General admission for children 17 years and under is always free

John Singer Sargent - Study for Three Dancing Figures, 1916-1921

John Singer Sargent (Florence, 1856 - 1925, London)

Study for Three Dancing Figures for the Rotunda of the Museum of Fine Arts, Boston, 1916-1921

Charcoal on paper , 47.6 x 63 cm (18 3/4 x 24 13/16 in.)

Commentary

In 1916, John Singer Sargent (1856–1925) met Thomas Eugene McKeller (1890–1962), a young, Black elevator attendant, at Boston’s Hotel Vendome. McKeller posed for most of the figures—both male and female—in Sargent’s murals in the Museum of Fine Arts. The painter transformed McKeller into white gods and goddesses, creating soaring allegories of the liberal arts that celebrated the recent expansion of the city’s premier civic museum. Sargent then gave several preparatory drawings of McKeller to Isabella Stewart Gardner, ensuring their preservation in perpetuity.

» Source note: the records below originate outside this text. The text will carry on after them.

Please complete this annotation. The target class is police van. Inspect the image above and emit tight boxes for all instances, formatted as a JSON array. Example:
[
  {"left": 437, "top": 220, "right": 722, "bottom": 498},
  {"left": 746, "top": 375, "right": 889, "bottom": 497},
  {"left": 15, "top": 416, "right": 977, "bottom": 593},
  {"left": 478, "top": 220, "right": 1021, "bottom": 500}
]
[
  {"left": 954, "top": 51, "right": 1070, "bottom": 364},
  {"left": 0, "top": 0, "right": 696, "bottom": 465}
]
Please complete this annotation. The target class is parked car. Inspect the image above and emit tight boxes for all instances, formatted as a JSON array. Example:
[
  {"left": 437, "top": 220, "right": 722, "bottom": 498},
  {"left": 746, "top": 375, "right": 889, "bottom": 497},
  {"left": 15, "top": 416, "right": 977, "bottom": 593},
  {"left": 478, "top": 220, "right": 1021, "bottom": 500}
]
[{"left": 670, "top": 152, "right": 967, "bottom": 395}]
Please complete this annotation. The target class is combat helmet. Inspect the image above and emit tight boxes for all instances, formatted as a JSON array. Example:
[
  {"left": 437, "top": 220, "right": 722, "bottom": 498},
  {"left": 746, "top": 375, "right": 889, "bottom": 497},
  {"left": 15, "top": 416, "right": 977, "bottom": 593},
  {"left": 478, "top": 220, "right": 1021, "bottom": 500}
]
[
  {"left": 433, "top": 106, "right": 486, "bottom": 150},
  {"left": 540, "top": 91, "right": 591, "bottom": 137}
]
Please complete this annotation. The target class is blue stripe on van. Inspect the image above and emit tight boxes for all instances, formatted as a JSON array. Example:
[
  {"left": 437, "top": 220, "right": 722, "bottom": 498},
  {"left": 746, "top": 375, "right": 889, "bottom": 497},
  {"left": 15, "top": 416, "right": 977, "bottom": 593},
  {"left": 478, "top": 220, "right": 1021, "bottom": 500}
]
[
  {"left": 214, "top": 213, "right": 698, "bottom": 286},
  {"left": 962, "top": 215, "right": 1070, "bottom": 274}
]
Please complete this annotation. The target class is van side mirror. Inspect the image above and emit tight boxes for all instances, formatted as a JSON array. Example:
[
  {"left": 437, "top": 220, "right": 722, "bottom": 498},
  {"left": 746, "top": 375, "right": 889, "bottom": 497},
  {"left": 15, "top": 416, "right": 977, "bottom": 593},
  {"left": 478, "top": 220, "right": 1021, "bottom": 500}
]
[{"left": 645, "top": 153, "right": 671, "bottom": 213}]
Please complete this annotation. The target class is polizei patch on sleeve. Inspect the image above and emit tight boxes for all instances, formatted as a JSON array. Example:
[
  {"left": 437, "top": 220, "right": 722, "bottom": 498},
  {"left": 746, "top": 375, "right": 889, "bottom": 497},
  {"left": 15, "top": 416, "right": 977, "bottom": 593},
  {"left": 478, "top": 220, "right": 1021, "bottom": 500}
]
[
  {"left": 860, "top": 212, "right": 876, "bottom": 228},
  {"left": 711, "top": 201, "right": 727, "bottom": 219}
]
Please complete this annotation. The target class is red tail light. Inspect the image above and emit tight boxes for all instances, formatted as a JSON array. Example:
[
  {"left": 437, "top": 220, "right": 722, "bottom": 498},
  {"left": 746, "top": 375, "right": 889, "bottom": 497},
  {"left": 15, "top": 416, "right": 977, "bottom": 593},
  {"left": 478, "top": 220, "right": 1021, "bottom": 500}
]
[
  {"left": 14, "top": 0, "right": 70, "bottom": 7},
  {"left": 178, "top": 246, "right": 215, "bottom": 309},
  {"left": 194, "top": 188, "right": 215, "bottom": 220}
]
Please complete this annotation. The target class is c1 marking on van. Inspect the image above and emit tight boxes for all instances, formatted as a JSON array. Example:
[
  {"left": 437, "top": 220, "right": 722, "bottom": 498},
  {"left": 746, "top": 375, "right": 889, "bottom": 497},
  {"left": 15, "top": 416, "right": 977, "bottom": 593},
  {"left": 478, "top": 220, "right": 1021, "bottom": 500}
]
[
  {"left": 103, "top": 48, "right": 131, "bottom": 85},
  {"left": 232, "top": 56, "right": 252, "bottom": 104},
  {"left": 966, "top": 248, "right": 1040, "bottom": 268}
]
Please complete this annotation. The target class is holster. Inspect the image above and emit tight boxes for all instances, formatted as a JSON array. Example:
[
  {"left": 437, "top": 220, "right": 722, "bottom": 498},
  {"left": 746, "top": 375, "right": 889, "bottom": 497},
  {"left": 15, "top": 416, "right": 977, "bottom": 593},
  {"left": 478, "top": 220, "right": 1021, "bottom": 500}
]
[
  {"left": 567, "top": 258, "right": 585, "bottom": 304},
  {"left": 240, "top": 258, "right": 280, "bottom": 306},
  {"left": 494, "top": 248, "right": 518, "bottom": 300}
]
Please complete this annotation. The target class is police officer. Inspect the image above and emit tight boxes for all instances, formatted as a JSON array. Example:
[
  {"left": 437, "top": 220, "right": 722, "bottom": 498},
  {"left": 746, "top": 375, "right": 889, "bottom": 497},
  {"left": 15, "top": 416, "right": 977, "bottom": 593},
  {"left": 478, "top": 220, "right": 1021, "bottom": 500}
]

Model Anna Wendell posed for this rapid sketch, a study for the central twisting nude in Sargent’s plaster relief of Three Dancing Figures. An inscription provides Wendell’s name and address so she could be called back. For other female forms, Sargent relied on male models including McKeller, reimagining his body with prosthetic breasts shaped from cheesecloth.